Configuration & Logical Checks

  1. Rate Limits

    • Description: Verify customer-ordered bandwidth limits are correctly applied.

    • Symptoms: Misconfigurations can result in slow or throttled connections.

    • Resolution: Adjust configurations to align with SLAs.

  2. Management VLANs

    • Description: Ensure VLANs are correctly provisioned for management traffic.

    • Symptoms: Incorrect VLANs disrupt device access and monitoring.

    • Resolution: Update VLAN configurations.

  3. Broadcast Traffic

    • Description: Monitor broadcast and unicast traffic ratios for anomalies.

    • Symptoms: Excessive broadcasts cause network congestion.

    • Resolution: Apply broadcast filtering and optimise traffic distribution.

  4. IP/Subnet Configuration

    • Description: Verify the assigned IP, subnet mask, and gateway configurations.

    • Symptoms: Misconfigured addresses prevent connectivity or cause routing issues.

    • Resolution: Correct the network configurations as needed.


Advanced Transmission & Layer-2 Checks

  1. Ping and MTR Tests

    • Description: Conduct pings with varying packet sizes and MTR tests to assess connectivity and path quality.

    • Symptoms: Packet loss or high latency indicates transmission issues.

    • Resolution: Investigate faulty paths or congestion points.

  2. Congestion Issues

    • Description: Check for bottlenecks on primary or backup transmission paths.

    • Symptoms: High latency and packet drops occur under heavy traffic.

    • Resolution: Re-route traffic or upgrade link capacity.

  3. Layer 2 Loops

    • Description: Inspect for spanning tree issues or broadcast storms.

    • Symptoms: Network-wide slowdowns or outages.

    • Resolution: Enable STP or address the source of loops.

  4. Path Protection

    • Description: Check path protection configurations and logs for flapping.

    • Symptoms: Intermittent disruptions and instability in redundancy mechanisms.

    • Resolution: Correct misconfigurations and stabilise paths.


Wireless & Radio-Specific Issues

  1. Radio Interference

    • Description: Evaluate potential sources of interference affecting radio links.

    • Symptoms: Dropped signals or reduced throughput.

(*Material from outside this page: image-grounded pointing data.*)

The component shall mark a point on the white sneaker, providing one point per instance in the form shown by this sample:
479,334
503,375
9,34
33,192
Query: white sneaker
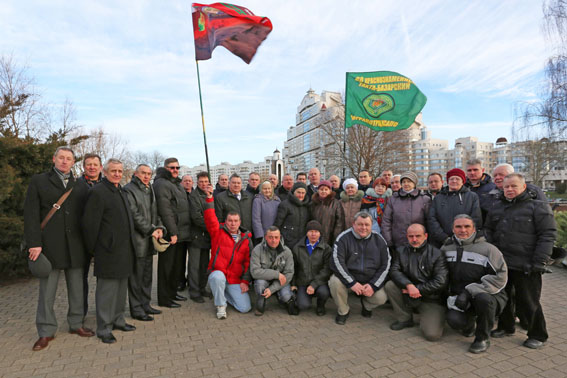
221,312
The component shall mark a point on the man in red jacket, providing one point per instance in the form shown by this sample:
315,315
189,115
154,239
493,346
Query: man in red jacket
230,259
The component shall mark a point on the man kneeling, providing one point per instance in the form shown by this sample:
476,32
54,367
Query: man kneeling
477,277
271,266
419,278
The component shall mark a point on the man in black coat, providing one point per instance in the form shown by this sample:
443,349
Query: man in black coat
174,210
61,242
147,225
524,230
108,231
200,240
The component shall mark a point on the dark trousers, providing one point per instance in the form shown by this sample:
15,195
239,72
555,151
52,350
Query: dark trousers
86,268
167,274
140,285
198,263
304,300
485,308
525,291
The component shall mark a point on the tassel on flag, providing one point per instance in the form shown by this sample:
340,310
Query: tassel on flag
231,26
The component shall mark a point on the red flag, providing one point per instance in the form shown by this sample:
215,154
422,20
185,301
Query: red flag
231,26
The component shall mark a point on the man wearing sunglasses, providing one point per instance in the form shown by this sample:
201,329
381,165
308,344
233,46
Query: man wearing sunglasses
174,210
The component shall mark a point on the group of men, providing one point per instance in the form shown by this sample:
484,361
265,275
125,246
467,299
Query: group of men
475,278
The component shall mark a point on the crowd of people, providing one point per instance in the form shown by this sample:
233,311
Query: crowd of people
470,253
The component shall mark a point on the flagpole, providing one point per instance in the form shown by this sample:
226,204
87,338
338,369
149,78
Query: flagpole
203,119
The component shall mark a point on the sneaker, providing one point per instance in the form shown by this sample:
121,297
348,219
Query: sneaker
398,326
221,312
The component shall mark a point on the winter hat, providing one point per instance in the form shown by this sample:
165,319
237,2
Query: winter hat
348,182
410,176
298,185
325,183
314,225
457,172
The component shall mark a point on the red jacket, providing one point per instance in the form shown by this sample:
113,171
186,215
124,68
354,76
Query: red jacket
231,258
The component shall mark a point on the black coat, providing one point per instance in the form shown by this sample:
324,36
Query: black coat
173,205
200,237
108,230
425,267
143,207
445,207
523,229
292,218
62,239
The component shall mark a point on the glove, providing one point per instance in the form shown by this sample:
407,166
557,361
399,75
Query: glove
463,300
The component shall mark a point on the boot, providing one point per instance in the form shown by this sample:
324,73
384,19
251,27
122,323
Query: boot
292,307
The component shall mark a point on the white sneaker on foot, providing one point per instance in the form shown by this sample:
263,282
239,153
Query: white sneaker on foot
221,312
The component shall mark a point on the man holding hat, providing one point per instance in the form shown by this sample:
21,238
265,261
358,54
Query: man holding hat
452,200
311,269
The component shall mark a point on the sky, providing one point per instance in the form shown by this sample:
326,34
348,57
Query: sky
129,66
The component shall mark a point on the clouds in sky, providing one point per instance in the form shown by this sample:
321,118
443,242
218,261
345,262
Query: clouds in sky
129,66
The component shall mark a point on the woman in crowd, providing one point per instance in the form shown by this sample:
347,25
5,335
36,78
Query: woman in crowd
407,206
351,200
327,210
264,210
293,215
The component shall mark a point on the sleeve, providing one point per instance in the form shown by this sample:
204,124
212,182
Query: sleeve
257,218
494,282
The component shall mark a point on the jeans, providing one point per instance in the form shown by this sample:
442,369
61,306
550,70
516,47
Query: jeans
224,292
284,293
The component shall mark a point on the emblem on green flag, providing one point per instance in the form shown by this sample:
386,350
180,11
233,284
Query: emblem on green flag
383,100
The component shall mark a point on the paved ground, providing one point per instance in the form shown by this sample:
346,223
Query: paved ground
191,342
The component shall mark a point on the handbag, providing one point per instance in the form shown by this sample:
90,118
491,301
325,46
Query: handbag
41,267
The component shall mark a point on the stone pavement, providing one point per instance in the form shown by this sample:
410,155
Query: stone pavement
191,342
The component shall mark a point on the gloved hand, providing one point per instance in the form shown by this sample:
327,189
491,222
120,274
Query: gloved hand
463,300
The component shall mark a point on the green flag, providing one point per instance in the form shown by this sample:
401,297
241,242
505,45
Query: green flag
383,100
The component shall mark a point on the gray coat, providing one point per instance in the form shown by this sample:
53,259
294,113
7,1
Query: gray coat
267,263
143,207
402,210
264,213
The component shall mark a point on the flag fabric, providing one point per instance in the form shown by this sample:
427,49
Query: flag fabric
231,26
382,100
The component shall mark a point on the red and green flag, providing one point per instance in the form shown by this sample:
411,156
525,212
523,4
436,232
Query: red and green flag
382,100
232,26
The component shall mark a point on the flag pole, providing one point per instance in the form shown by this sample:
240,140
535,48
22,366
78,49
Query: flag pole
203,119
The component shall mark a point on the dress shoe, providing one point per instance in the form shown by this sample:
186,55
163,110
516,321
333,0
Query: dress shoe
126,327
198,299
83,332
479,346
398,326
533,343
108,339
41,343
171,305
341,319
143,318
152,311
498,333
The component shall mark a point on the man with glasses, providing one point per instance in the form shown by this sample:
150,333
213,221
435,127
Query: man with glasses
174,210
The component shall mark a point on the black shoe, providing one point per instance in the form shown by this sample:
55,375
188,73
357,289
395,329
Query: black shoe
533,343
143,318
125,328
498,333
198,299
341,319
152,311
479,346
108,339
398,326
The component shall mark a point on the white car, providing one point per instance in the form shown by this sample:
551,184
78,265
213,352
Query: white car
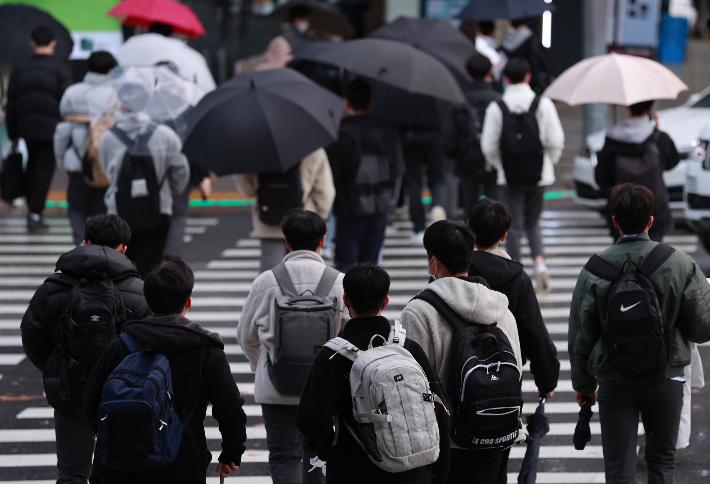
683,124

    • Resolution: Eliminate self-interference and external interference sources.

  2. Line of Sight (LOS)

    • Description: Inspect for physical obstructions or misalignment.

    • Symptoms: Signal degradation or complete loss of radio links.

    • Resolution: Align antennas and clear obstructions.

  3. Link Synchronisation

    • Description: Ensure links are synchronised for optimal performance.

    • Symptoms: Out-of-sync links cause jitter and packet loss.

    • Resolution: Resynchronise and optimise configuration.


General Path & Performance Considerations

  1. MTU Alignment

    • Description: Verify MTU settings along the transport path.

    • Symptoms: Mismatched MTUs cause fragmentation and performance degradation.

    • Resolution: Align MTUs across devices and paths.

  2. Throughput and Distance

    • Description: Measure throughput and verify it meets expected performance for the link’s distance.

    • Symptoms: Low throughput indicates potential signal loss or hardware limitations.

    • Resolution: Adjust configurations or upgrade components.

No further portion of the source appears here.